Red-hot favourites usually win by more than a pencil line. So De Lovely gave those who backed her into $1.20 plenty of reasons to panic as she scraped home by the barest of margins at Addington on Friday night.

But don't blame De Lovely - point the finger at Nearea Franco, because she and Craig Thornley did such a sterling job of pacemaking in the $80,000 Group 1 PGG Wrightson NZ Breeders Stakes that they almost stole the unstealable. After all, just under a week earlier De Lovely had zoomed past the winner of our last two New Zealand Cups and won under a hold by nearly two lengths. Six days later she needed a good couple of cuts with the whip from David Butcher to nab Nearea Franco on the line. And only just got there.

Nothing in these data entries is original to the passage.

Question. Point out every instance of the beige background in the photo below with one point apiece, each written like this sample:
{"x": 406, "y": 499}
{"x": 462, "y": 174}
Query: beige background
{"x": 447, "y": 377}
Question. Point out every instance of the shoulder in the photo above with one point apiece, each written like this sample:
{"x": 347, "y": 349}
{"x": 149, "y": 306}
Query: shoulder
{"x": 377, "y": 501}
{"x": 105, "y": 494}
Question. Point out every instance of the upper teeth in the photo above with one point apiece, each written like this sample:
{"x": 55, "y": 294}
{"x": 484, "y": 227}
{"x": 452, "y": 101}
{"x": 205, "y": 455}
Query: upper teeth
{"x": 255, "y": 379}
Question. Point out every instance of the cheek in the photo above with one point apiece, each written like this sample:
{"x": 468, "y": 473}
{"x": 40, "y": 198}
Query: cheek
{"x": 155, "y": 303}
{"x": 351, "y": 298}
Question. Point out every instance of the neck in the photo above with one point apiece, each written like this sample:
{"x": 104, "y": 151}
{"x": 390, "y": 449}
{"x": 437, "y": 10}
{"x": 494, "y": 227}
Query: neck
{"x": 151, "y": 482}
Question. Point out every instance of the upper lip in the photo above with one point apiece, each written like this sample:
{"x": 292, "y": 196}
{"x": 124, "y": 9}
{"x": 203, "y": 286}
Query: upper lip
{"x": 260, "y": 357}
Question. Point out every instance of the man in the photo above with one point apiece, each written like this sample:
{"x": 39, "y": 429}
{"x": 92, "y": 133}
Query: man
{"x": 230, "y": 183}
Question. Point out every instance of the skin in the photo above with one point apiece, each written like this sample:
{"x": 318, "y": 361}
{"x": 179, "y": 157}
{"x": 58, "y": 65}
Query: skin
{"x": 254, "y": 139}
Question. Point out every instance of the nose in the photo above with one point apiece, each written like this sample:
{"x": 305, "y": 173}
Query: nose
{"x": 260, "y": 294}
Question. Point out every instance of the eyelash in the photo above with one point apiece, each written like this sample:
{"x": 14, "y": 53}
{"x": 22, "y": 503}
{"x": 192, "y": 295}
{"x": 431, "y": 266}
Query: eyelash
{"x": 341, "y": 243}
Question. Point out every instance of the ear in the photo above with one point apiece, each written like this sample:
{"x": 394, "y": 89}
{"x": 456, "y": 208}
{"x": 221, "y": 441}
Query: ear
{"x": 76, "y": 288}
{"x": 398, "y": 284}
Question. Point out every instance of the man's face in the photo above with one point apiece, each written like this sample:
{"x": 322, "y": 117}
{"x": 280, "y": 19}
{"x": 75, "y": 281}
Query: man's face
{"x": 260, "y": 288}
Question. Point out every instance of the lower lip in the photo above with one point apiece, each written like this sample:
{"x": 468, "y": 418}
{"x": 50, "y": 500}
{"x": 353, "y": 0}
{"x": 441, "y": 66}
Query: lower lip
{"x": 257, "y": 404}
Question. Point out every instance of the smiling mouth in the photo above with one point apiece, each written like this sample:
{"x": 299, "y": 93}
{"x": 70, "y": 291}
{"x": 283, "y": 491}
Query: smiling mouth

The two great mares were clearly superior to their eight other rivals, proved in no uncertain terms by the seven and a half length margin back to Lancome in third place after torrid final sectionals of 56.2 and 27.5. But for De Lovely it'll go down as another victory in her brilliant career, the 15th time she's saluted in 24 appearances, good for nearly $650,000 in stakes for the Les Girls No.2 Syndicate who bred and race the 4-year-old daughter of Falcon Seelster and Copper Beach.

De Lovely's only defeat in 12 starts since May last year came in the Group 2 Premier Mares Championship on January 21, her third to Beaudiene Bad Babe that night denying her the chance to join Kiwi Ingenuity(2009), It's Ella(2007), Mainland Banner(2006), Coburg(2004), Kym's Girl(2000), Lento(1996), Blossom Lady(1993 & 1991), Gina Rosa(1989) and Bionic Chance(1988) on the coveted list of those who have won the two big Addington mares' features in the same season.